Robert Zemeckis shows a much nicer and happier future in Back to the Future. Technology is still very present, but the people are still in control. Society is almost the same place as it is today. The people still work and still have their own personality and still make decisions for themselves. Nothing seems to have changed from the present except for several advances in technology. Zemeckis chooses to concentrate on one aspect of technology that has been developed in this future time. That one main aspect is the development of the technology necessary for time travel to happen.
Doc Brown (Christopher Lloyd) has developed a time machine. It looks just like a DeLorean, but it has been modified to allow it to go into the future or back into the past. Marty (Michael J. Fox) gets in the car to escape danger and ends up in a time period before he was born to the time when his parents were his age. He goes back and forgets about the advances that have been made in technology between then and the time in which he was living. He keeps remembering things from the future that are not in the time period in which he is stranded. Even his clothes represent changes that have occurred in technology in the few years that separated these two time periods. Technology is truly evident in the way that things look and the way that things are run.

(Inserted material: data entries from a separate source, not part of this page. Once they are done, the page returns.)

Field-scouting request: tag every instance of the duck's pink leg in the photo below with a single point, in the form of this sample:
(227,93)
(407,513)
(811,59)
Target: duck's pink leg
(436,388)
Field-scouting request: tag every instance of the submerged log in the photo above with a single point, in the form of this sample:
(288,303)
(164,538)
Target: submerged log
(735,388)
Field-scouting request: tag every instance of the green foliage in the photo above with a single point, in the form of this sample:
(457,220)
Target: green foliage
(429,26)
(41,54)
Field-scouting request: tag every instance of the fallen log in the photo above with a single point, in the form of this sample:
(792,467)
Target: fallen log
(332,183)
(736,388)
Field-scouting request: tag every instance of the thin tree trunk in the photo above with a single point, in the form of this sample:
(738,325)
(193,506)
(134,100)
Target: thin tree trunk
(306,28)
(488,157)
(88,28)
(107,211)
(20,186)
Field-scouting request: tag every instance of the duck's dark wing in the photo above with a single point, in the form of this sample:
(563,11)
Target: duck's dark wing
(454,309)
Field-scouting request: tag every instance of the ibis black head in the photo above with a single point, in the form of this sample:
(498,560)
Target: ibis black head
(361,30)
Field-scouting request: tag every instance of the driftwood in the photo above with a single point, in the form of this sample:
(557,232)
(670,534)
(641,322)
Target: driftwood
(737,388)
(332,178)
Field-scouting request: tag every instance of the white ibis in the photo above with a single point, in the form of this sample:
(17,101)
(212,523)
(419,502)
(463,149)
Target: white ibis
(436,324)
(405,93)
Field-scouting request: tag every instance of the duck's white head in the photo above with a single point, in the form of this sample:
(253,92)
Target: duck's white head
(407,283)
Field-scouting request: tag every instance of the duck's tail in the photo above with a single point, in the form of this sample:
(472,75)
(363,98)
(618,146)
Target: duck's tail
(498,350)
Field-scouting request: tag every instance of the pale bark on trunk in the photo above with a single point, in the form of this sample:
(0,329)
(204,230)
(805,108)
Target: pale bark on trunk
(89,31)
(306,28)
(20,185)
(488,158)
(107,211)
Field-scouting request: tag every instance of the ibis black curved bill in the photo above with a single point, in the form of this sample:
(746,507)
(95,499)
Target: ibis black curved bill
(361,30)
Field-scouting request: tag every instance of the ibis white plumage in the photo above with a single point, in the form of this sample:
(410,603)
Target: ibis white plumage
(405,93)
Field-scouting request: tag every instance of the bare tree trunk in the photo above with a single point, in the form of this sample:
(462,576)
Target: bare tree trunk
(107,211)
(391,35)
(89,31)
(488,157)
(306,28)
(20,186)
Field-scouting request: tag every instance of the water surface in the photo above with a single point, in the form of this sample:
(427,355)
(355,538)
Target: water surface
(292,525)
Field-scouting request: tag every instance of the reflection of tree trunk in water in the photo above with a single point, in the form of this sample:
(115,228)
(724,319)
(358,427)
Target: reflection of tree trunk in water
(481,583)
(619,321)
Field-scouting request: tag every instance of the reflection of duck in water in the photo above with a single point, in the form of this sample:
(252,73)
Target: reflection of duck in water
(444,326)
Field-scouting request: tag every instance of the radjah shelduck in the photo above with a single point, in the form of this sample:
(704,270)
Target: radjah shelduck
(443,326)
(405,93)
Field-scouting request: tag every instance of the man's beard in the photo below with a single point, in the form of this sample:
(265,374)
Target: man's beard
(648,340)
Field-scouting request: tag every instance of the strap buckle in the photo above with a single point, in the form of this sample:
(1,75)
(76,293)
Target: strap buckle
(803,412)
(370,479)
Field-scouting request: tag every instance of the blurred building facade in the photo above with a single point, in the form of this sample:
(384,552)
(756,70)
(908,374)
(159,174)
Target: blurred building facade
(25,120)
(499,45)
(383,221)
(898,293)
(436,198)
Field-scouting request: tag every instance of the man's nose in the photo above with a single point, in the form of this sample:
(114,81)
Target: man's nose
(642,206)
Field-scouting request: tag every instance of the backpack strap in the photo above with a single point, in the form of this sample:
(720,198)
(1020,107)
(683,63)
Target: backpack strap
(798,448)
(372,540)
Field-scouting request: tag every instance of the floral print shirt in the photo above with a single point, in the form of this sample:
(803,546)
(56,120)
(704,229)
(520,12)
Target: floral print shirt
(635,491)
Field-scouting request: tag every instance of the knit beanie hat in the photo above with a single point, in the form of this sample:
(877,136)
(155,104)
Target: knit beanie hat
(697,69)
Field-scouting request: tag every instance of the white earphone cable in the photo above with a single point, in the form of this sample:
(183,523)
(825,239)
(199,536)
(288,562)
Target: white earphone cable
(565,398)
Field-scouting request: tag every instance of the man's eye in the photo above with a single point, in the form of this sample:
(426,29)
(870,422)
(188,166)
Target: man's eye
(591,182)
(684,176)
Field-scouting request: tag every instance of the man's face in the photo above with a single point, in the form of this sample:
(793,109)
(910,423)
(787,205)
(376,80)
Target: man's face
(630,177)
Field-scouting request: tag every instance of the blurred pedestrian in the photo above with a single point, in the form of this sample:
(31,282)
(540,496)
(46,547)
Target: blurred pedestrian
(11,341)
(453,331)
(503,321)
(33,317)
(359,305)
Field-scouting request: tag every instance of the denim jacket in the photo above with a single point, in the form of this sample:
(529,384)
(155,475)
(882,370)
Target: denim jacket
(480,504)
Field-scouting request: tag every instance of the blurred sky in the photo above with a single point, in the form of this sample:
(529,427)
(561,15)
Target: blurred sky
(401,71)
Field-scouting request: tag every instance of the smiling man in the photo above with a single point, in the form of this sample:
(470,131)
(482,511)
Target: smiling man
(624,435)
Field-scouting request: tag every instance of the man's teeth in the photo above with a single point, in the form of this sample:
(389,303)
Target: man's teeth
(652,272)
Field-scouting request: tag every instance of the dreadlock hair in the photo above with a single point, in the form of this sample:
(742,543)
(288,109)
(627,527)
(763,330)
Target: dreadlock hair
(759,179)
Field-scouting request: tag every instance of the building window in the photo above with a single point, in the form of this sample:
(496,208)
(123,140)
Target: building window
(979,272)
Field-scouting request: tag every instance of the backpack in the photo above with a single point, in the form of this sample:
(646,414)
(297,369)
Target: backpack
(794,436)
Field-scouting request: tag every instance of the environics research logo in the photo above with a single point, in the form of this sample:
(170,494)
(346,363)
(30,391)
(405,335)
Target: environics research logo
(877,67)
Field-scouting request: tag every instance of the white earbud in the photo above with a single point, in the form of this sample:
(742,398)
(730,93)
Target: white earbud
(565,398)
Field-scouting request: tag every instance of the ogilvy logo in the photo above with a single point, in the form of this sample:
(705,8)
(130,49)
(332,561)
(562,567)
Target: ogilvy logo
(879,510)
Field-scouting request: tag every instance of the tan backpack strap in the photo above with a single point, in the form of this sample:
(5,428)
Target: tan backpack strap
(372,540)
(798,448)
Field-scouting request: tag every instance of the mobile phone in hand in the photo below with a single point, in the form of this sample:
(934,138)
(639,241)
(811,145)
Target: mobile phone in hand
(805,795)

Time travel is not a new concept of technology, but it is a new concept which is believed to have been invented this short distance into the future. The technology that was used to develop this machine was based on an idea that had occurred to the scientist long in the past. Technology in this society has
allowed for the machine to be developed. The society as a whole has not changed from the present very much. The time machine seems to be the only difference. It is scary to think that people could use this technology to travel throughout time. The only problem with it is that it can be used to change history. When Marty returns from his trip, he realizes that he has created an alternate future. Technology can now be used to change the past as well as the future. It has made it possible for people to control all the events that have ever happened in the history of the world.
Back to the Future presents a much nicer picture of the future than does Lucas in THX 1138. It shows that it has not changed very much. The one thing that is scary is that the future could be constantly changing, if the technology of the time machine was made available to everyone. This would mean that there would be no set future for the world. Each person would try to change the future so that everything would benefit themselves. This would lead to the eventually destruction of society and maybe no future at all.
George Lucas and Robert Zemeckis both portray the future in their films. The future however is very different between the two movies. In THX 1138 everyone is controlled by the technology that has created computers that can control things. In Back to the Future each individual person has the option to control the future of the world. Both movies give too much power to one thing. Either Technology or the individual have too much power to have society run smoothly. Both of these things would most likely lead to the destruction of
society as it is. A point must be reached somewhere in the middle or there may not even be a future for people to dream about.
Back to the Future. Dir. Robert Zemeckis. Perf. Michael J. Fox, Christopher
Lloyd, Lea Thompson. 1985. Videocassette. Universal Pictures, 1986.
THX 1138. Dir. George Lucas. Perf. Robert Duvall, Donald Pleasence. 1970.